Bitteres Résumé, das fast alle RednerInnen zogen: Überall an den relevanten EU-Außengrenzen hat sich die Lage Geflüchteter dramatisch verschärft, unabhängig davon, ob sie auf dem Landweg oder über das Meer kommen. An der griechischen Grenze etwa schrecken GrenzpolizistInnen auch nicht vor dem Einsatz von Gummigeschossen und Tränengas zurück. Das individuelle Recht auf Asyl wird nach Gutdünken teilweise oder ganz suspendiert. Ausdruck der humanitären Katastrophe sind die Hotspots auf den griechischen Inseln, wo rund 40.000 Menschen unter schlimmsten Bedingungen in hoffnungslos überfüllten Lagern leben. Ein Drittel dieser Menschen sind Kinder und Jugendliche unter 18 Jahren.

Der Münsterplatz wurde am Samstag zur Bühne für Menschen, die von einem solchen Los getroffen sind. Mehrere Geflüchtete, die es – im Gegensatz zu vielen – bis hierher geschafft haben, berichteten von den Gründen für ihre Flucht und die damit verbundenen, oft lebensgefährlichen Umstände. So schilderte etwa ein aus dem Iran Geflüchteter, wie staatliche Gewalt und Folter ihn aus seiner Heimat vertrieben hatte. Eine lange Irrfahrt zwischen Angst und Hoffnung, begleitet von Schreckensereignissen wie dem Ertrinken von Leidensgefährten und Polizeiübergriffen. Eine aus Aleppo stammende Syrerin erzählte von Tod und Zerstörung, vor der sie und ihre Familie sich aus ihrem zerbombten Haus retten konnten. Und ein Kurde berichtete vom Krieg, den das türkische Erdogan-Regime gegen sein Volk führt, aktuell im Nordirak. Wie Ende vergangenen Jahres in den Autonomiegebieten Nordsyriens droht auch hier nun vielen BewohnerInnen Tod, Zerstörung und Vertreibung.

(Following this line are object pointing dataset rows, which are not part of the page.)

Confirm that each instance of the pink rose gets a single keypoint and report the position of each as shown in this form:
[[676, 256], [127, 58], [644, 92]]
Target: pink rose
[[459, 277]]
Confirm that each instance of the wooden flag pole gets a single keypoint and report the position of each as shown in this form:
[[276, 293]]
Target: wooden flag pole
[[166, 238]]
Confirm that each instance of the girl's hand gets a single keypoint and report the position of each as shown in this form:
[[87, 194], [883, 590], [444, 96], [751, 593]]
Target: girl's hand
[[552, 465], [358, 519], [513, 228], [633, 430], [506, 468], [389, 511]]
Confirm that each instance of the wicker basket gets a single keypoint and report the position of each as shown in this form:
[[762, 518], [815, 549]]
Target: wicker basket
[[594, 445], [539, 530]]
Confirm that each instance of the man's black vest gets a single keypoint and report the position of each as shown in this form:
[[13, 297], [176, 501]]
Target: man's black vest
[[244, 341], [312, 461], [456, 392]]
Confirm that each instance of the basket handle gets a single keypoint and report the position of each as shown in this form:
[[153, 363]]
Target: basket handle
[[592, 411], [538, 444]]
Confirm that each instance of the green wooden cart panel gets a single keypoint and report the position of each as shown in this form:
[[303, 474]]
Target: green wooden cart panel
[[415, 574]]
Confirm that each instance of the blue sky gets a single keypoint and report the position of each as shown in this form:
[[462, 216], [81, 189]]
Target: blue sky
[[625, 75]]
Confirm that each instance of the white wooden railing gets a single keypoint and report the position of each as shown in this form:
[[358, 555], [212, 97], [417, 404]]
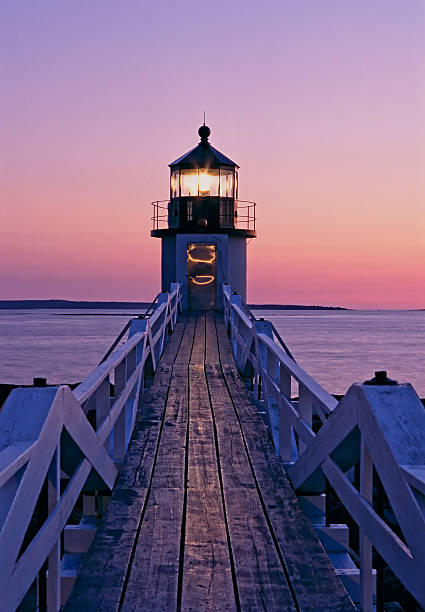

Eindringlich appellierten die Betroffenen an die europäische und deutsche Regierungspolitik, die Augen vor dem Elend der Geflüchteten nicht weiter zu verschließen. Harsche Kritik an der Abschottungspolitik zog sich wie ein roter Faden durch fast alle Beiträge. Einhellig forderten die RednerInnen der beteiligten Gruppen, angesichts der humanitären Katastrophe an den EU-Außengrenzen und auf dem Mittelmeer endlich die Türen für Schutzsuchende zu öffnen.

Ins Visier nahmen einige Beiträge indes auch den Umgang der Landes- und Lokalpolitik mit denjenigen, die es bis ins vermeintlich sichere Deutschland geschafft haben. Scharf griffen mehrere RednerInnen etwa die Abriegelung zweier Konstanzer Geflüchtetenunterkünfte durch Bauzäune an. Statt der damit verbundenen Stigmatisierung der Betroffenen seien bessere Integrationsangebote nötig.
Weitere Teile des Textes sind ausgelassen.